Hired last year, Director Leah Treat turned out to be the first of three such faces on the West Coast alone. Last month, Seleta Reynolds of San Francisco’s livable streets division was tapped to lead the vast Los Angeles transportation department and Scott Kubly, who like Treat was a top lieutenant to fellow Xer Gabe Klein in Washington and Chicago, was named to the same role in Seattle.
As we wait to see how these youngish, multimodal, digitally connected folks bring to leadership, it’s nice to see praise this week for Treat’s interest and dedication from BikePortland reader Terry D.
I met Leah Treat at the 82nd ride hosted by Sen Dembrow, and considering that I am transportation chair for [only one of] almost 100 Portland neighborhoods, I was really impressed by her.
Not only did she remember me from a public speaking forum where I spoke for less than five minutes then introduced myself afterward as a “community greenway activist” right when she got into town, but when I started talking bike lanes on Burnside when the pavement needs a grind down, and greenway conductivity/MAX access in North Tabor she was interested and responsive. I e-mailed her the next week, and she spent significant time on her end getting me information, sending requests out to department heads and responding to me personally with a very long and detailed email on a Saturday morning.
She wishes “all neighborhoods were as proactive with their needs.” When she say she needs to hear voices for active transportation from the community, she is speaking the truth. The biggest thing we can do right now is speak up, and defend, a new local transportation income stream that we can use to retrofit our city for safety/bike conductivity.
I personally think the residential side will take the form of a progressive income tax. This way everyone pays, there is a low income threshold and locally we can make up for, if only by a few percent, the nearly flat state income tax and the federal tax system where the upper incomes are getting away with highway robbery….literally in this case.
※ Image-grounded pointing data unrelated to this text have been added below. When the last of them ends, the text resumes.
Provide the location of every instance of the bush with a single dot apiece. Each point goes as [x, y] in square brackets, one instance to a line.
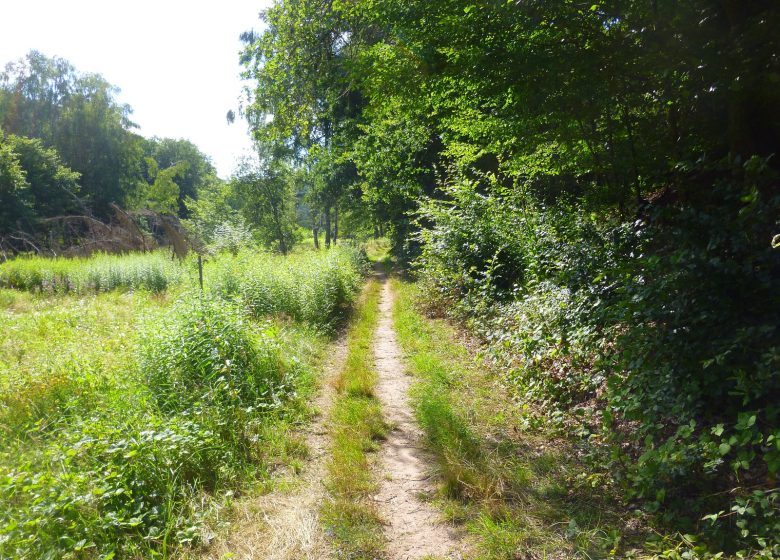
[203, 352]
[312, 286]
[659, 335]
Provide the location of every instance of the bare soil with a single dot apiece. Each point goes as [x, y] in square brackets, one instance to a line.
[414, 529]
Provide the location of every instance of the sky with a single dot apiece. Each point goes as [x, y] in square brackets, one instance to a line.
[175, 61]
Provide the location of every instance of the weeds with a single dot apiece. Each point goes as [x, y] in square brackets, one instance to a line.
[515, 492]
[154, 272]
[120, 445]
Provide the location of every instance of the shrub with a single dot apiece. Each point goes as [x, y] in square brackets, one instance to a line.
[203, 352]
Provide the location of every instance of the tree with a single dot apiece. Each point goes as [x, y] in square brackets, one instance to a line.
[265, 188]
[196, 169]
[34, 185]
[78, 115]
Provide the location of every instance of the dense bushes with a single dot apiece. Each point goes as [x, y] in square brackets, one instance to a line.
[203, 352]
[655, 337]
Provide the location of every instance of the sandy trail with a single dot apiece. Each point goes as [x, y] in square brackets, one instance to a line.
[414, 528]
[285, 525]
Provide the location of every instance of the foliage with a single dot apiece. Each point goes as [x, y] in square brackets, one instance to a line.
[121, 446]
[597, 190]
[99, 273]
[268, 202]
[76, 114]
[34, 185]
[307, 286]
[203, 352]
[195, 171]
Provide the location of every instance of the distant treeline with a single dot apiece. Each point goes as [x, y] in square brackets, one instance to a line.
[594, 186]
[67, 147]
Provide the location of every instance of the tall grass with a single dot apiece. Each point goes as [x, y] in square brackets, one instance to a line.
[312, 286]
[102, 272]
[514, 490]
[117, 444]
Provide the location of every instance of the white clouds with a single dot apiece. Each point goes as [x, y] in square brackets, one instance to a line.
[176, 62]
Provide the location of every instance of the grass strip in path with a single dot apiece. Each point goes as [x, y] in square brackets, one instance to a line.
[349, 515]
[522, 494]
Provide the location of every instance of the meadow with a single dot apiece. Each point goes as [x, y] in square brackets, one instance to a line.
[134, 406]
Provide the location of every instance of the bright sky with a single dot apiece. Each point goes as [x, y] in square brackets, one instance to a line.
[176, 61]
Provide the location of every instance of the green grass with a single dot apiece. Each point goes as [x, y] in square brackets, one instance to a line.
[312, 286]
[155, 272]
[128, 417]
[357, 425]
[517, 491]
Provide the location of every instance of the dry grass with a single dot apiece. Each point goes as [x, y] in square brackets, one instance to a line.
[356, 423]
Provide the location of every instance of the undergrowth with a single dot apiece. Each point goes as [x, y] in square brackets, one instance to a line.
[517, 492]
[155, 272]
[128, 419]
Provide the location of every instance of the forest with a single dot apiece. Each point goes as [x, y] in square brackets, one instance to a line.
[572, 213]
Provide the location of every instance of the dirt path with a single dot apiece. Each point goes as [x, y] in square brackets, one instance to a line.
[415, 529]
[285, 525]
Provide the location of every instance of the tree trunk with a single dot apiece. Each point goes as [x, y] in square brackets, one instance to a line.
[335, 224]
[327, 228]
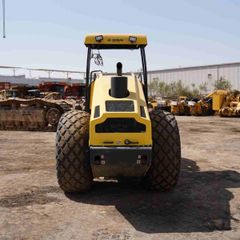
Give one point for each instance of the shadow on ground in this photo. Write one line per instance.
(200, 202)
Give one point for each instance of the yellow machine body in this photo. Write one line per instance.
(116, 39)
(218, 98)
(100, 95)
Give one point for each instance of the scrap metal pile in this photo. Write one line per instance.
(33, 110)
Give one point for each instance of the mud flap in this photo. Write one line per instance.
(120, 161)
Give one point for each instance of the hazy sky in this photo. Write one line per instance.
(50, 34)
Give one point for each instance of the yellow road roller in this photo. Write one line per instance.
(115, 136)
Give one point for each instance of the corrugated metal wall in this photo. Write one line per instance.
(200, 75)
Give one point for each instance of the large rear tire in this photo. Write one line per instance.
(166, 154)
(73, 164)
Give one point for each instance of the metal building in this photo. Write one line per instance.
(200, 74)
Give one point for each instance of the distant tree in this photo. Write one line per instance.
(223, 84)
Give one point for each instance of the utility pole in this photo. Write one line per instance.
(3, 8)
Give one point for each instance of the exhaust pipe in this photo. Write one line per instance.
(119, 84)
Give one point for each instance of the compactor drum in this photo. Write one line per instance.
(116, 136)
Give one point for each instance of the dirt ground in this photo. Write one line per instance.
(204, 205)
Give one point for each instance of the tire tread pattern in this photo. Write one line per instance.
(166, 155)
(73, 165)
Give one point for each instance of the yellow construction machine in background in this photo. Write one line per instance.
(219, 102)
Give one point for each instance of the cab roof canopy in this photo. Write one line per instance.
(115, 41)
Treat has publicly suggested several times that under Portland’s commissioner-based government, her ability to make policy changes depends on support from Novick and the rest of city council. And every indication is that for whatever reason, Portland’s city council (and Treat) are willing to postpone all significant changes to Portland streets — bike share, parking reform, neighborhood greenway expansion, even a few crosswalk improvements — until new money has been found.
For people who believe in improving Portland’s human-powered transportation, the question is what sort of revenue plan, if any, would deserve support. But until that question is resolved, it’s good to know that Treat is up on Saturday mornings to build connections and help solve problems where she can.